Mobile Phone Testing: iPhone vs Android Testing
The fasting growing area within software testing is the mobile app domain. Applications developed for mobile platforms such as Apple's marketing leading iPhone and also the less popular Android platform are being tested using the same methodology that was used earlier for desktop and web based applications.
There are companies which spend tens of thousands of dollars for mobile app testing projects. This is not only due to the fact that the mobile domain is ever increasing and so companies are feeling the need to contribute, but also due to the sensitivity of data which is a critical factor in the success of any mobile app. People whose data gets stolen or robbed from mobile applications are very unlikely to give it another try, as the data can pertain to personal information with respect to the customer.
For iPhone and iPad applications, we find that the audience tends to be in the young 20s or early 30s. As iPhone applications are primarily related to multimedia, we expect that the graphics will be given a severe and thorough testing. The user in these kinds of applications is generally concerned with what he/she experiences on the screen, with respect to 'viewing pleasure'.

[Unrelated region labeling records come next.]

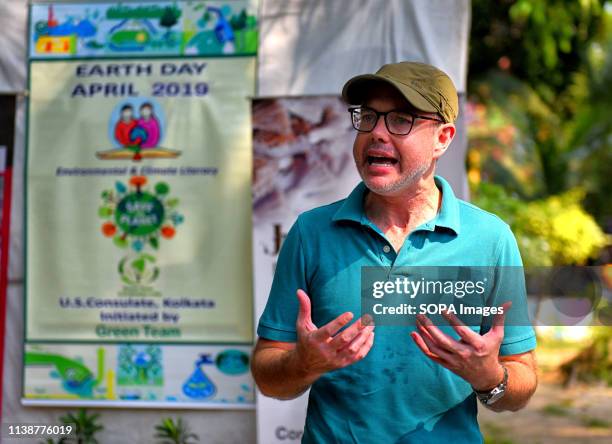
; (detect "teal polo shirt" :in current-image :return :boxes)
[257,176,536,444]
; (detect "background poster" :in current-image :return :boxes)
[30,0,258,59]
[24,344,254,408]
[23,1,257,408]
[253,96,360,443]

For android applications there is a certain level of 'maturity' or advancement which is also related to the category of audience which uses it. Android apps are commonly used by people who belong to the executive category, and so the applications tend to be more towards the business side of things. For example; business evaluation applications or CRM (customer relationship management), we find that even though they are available on almost all the platforms, they are most commonly used in the android applications. Also, since android apps have more stability to them (no disrespect to iPhone apps), the business people tend to be more comfortable using it. Also since android is open source it makes it that much easier and compatible to be employed for business purposes. Also, we find that the bulk of android applications, users will typically use them as they are easily transferred to other devices, its blue tooth compatibility is also a plus.

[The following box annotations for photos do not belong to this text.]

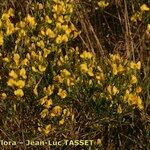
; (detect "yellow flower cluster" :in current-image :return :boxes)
[124,90,144,110]
[98,0,109,9]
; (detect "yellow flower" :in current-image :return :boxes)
[112,86,119,95]
[33,84,38,96]
[57,15,64,23]
[135,86,142,93]
[59,119,65,125]
[40,109,49,118]
[45,15,52,24]
[80,51,93,59]
[37,3,44,10]
[8,8,14,17]
[130,75,137,84]
[137,96,144,110]
[14,89,24,97]
[110,54,121,62]
[43,48,51,58]
[118,64,124,72]
[140,4,150,12]
[50,106,62,117]
[117,105,122,114]
[67,78,74,86]
[37,40,45,48]
[136,61,141,70]
[2,13,10,21]
[38,65,46,72]
[6,23,15,35]
[43,85,54,96]
[80,63,88,73]
[96,139,102,145]
[25,14,36,27]
[61,69,71,77]
[0,32,4,46]
[43,124,53,135]
[21,58,29,66]
[107,85,112,94]
[130,61,141,70]
[44,99,53,108]
[7,78,16,87]
[46,28,56,38]
[39,96,47,105]
[9,70,18,79]
[55,35,63,44]
[57,88,67,99]
[88,67,94,77]
[62,34,68,43]
[98,0,109,9]
[15,80,25,89]
[1,93,7,100]
[107,85,119,95]
[31,66,38,72]
[20,68,27,79]
[13,53,20,65]
[54,75,63,83]
[147,24,150,32]
[111,63,118,75]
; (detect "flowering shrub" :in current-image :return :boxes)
[0,0,147,149]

An interesting point to be noted, is that even though the platforms might be vastly different, for example the iPhone and Android platforms; the testing theory still remains the same. The overall picture is still the same, even though the domain has changed. The application flow has to be understood, the business requirements reviewed and the happy scenarios executed for the application, be it mobile domain or web domain or any other domain for that matter. There could be arguments that iPhone app testing is easier or iPad app testing is harder, or for that matter, Android app testing is easier but essentially they are different facets of the same domain. If we can understand and develop skills in web based testing it will also work in mobile apps testing.